Ingredients you will need
Shallot
Garlic
Ginger
Water
Salt
Equipment you will use
Blender
2
For the curry: Trim the ends from the lemongrass, and remove the tough outer stalks. Finely chop the stalks and set aside.
Ingredients you will need
Lemon Grass
Curry Powder
3
Pour the canola oil into a large pot set over medium heat. When hot, add the curry paste. Stir constantly with a wooden spoon, and cook until most of the liquid has evaporated.
Ingredients you will need
Curry Paste
Canola Oil
Equipment you will use
Wooden Spoon
Pot
4
Pour in 1/4 cup of the coconut milk and stir well. Reduce the heat to medium-low, and cook until the fat starts to separate from the coconut milk, about five minutes.
Ingredients you will need
Coconut Milk
5
Add the sweet potatoes, fish sauce, lemongrass, tamarind paste, and the remaining 1 1/2 cups of coconut milk. Stir well.
Ingredients you will need
Sweet Potato
Tamarind Paste
Coconut Milk
Fish Sauce
Lemon Grass
6
Add just enough water to barely cover the sweet potatoes. Turn heat to medium-high and bring to a simmer, and then reduce the heat to maintain a slow simmer with the pot uncovered. Cook for 15 minutes, and then add the escarole. Continue simmering until the sweet potatoes are tender, about 10 more minutes. Season curry to taste with salt.
Ingredients you will need
Sweet Potato
Escarole
Curry Powder
Water
Salt
Equipment you will use
Pot
7
Serve the curry in bowls, and garnish with basil, sliced red chiles, and lime wedges.

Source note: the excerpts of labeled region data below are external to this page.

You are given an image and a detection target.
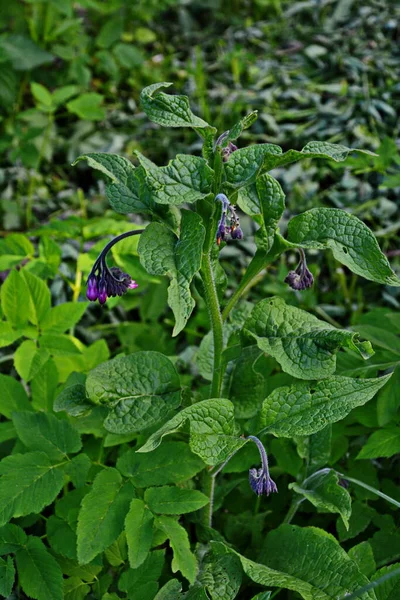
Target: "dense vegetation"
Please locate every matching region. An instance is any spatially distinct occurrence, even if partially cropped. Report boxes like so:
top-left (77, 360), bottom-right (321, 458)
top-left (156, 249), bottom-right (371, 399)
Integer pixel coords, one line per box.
top-left (0, 0), bottom-right (400, 600)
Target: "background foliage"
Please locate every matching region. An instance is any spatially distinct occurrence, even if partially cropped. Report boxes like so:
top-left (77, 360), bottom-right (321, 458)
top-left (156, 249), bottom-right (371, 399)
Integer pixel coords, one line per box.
top-left (0, 0), bottom-right (400, 600)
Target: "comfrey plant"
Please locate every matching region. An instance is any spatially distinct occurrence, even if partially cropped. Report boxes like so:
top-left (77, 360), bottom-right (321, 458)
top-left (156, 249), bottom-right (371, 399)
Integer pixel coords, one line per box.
top-left (45, 83), bottom-right (400, 598)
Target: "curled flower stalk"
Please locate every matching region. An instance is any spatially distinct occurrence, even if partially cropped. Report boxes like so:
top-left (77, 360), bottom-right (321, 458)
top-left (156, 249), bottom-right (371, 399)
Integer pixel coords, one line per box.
top-left (285, 248), bottom-right (314, 290)
top-left (86, 229), bottom-right (144, 304)
top-left (247, 435), bottom-right (278, 496)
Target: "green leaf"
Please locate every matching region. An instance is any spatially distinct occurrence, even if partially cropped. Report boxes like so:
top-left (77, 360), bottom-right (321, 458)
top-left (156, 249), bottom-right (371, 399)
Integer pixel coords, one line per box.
top-left (0, 373), bottom-right (32, 419)
top-left (289, 470), bottom-right (351, 529)
top-left (1, 270), bottom-right (30, 327)
top-left (238, 174), bottom-right (285, 252)
top-left (225, 142), bottom-right (372, 187)
top-left (288, 208), bottom-right (400, 286)
top-left (0, 556), bottom-right (15, 598)
top-left (136, 152), bottom-right (213, 206)
top-left (138, 398), bottom-right (246, 465)
top-left (64, 577), bottom-right (90, 600)
top-left (138, 210), bottom-right (205, 335)
top-left (14, 340), bottom-right (50, 381)
top-left (357, 427), bottom-right (400, 458)
top-left (72, 152), bottom-right (156, 214)
top-left (0, 523), bottom-right (27, 555)
top-left (77, 468), bottom-right (134, 564)
top-left (16, 537), bottom-right (64, 600)
top-left (144, 485), bottom-right (209, 515)
top-left (40, 302), bottom-right (89, 333)
top-left (125, 498), bottom-right (154, 569)
top-left (67, 92), bottom-right (106, 121)
top-left (0, 452), bottom-right (64, 525)
top-left (117, 442), bottom-right (204, 488)
top-left (13, 411), bottom-right (82, 462)
top-left (219, 525), bottom-right (375, 600)
top-left (261, 374), bottom-right (391, 437)
top-left (244, 296), bottom-right (371, 379)
top-left (140, 81), bottom-right (209, 127)
top-left (155, 516), bottom-right (197, 583)
top-left (86, 351), bottom-right (180, 433)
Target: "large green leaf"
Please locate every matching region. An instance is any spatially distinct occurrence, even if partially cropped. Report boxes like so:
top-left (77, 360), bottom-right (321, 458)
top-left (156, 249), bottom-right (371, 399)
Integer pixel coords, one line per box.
top-left (117, 442), bottom-right (204, 488)
top-left (261, 374), bottom-right (391, 437)
top-left (136, 152), bottom-right (213, 206)
top-left (86, 351), bottom-right (180, 433)
top-left (219, 525), bottom-right (376, 600)
top-left (73, 152), bottom-right (154, 214)
top-left (226, 142), bottom-right (371, 187)
top-left (288, 208), bottom-right (400, 286)
top-left (0, 452), bottom-right (64, 525)
top-left (138, 398), bottom-right (246, 465)
top-left (238, 174), bottom-right (285, 252)
top-left (244, 296), bottom-right (372, 379)
top-left (289, 470), bottom-right (351, 529)
top-left (16, 537), bottom-right (64, 600)
top-left (77, 468), bottom-right (134, 565)
top-left (138, 210), bottom-right (205, 335)
top-left (13, 411), bottom-right (82, 461)
top-left (140, 81), bottom-right (209, 128)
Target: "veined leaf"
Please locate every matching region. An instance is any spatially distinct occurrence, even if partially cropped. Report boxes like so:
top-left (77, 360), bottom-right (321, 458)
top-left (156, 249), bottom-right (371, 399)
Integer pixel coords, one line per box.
top-left (0, 452), bottom-right (64, 525)
top-left (244, 296), bottom-right (372, 379)
top-left (138, 398), bottom-right (246, 465)
top-left (261, 374), bottom-right (391, 437)
top-left (140, 81), bottom-right (209, 128)
top-left (288, 208), bottom-right (400, 286)
top-left (138, 210), bottom-right (205, 335)
top-left (77, 468), bottom-right (134, 565)
top-left (86, 352), bottom-right (181, 433)
top-left (136, 152), bottom-right (213, 206)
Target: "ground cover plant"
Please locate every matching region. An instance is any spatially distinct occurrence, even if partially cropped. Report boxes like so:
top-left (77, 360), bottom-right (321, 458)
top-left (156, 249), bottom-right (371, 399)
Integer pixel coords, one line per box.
top-left (0, 83), bottom-right (400, 600)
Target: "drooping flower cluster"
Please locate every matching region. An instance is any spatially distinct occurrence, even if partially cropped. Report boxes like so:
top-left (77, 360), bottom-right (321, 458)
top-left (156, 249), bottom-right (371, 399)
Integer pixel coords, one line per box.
top-left (86, 229), bottom-right (143, 304)
top-left (247, 435), bottom-right (278, 496)
top-left (215, 194), bottom-right (243, 246)
top-left (285, 248), bottom-right (314, 290)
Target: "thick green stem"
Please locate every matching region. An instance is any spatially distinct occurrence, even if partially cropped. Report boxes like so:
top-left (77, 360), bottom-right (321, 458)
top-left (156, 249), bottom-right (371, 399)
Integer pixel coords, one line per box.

Recommended wine: Gruener Veltliner, Riesling, Sparkling Rose
Indian can be paired with Gruener Veltliner, Riesling, and Sparkling rosé. The best wine for Indian food will depending on the dish, of course, but these picks can be served chilled and have some sweetness to complement the spiciness and complex flavors of a wide variety of traditional dishes. You could try Cadre Band of Stones Gruner Veltliner. Reviewers quite like it with a 4.1 out of 5 star rating and a price of about 22 dollars per bottle.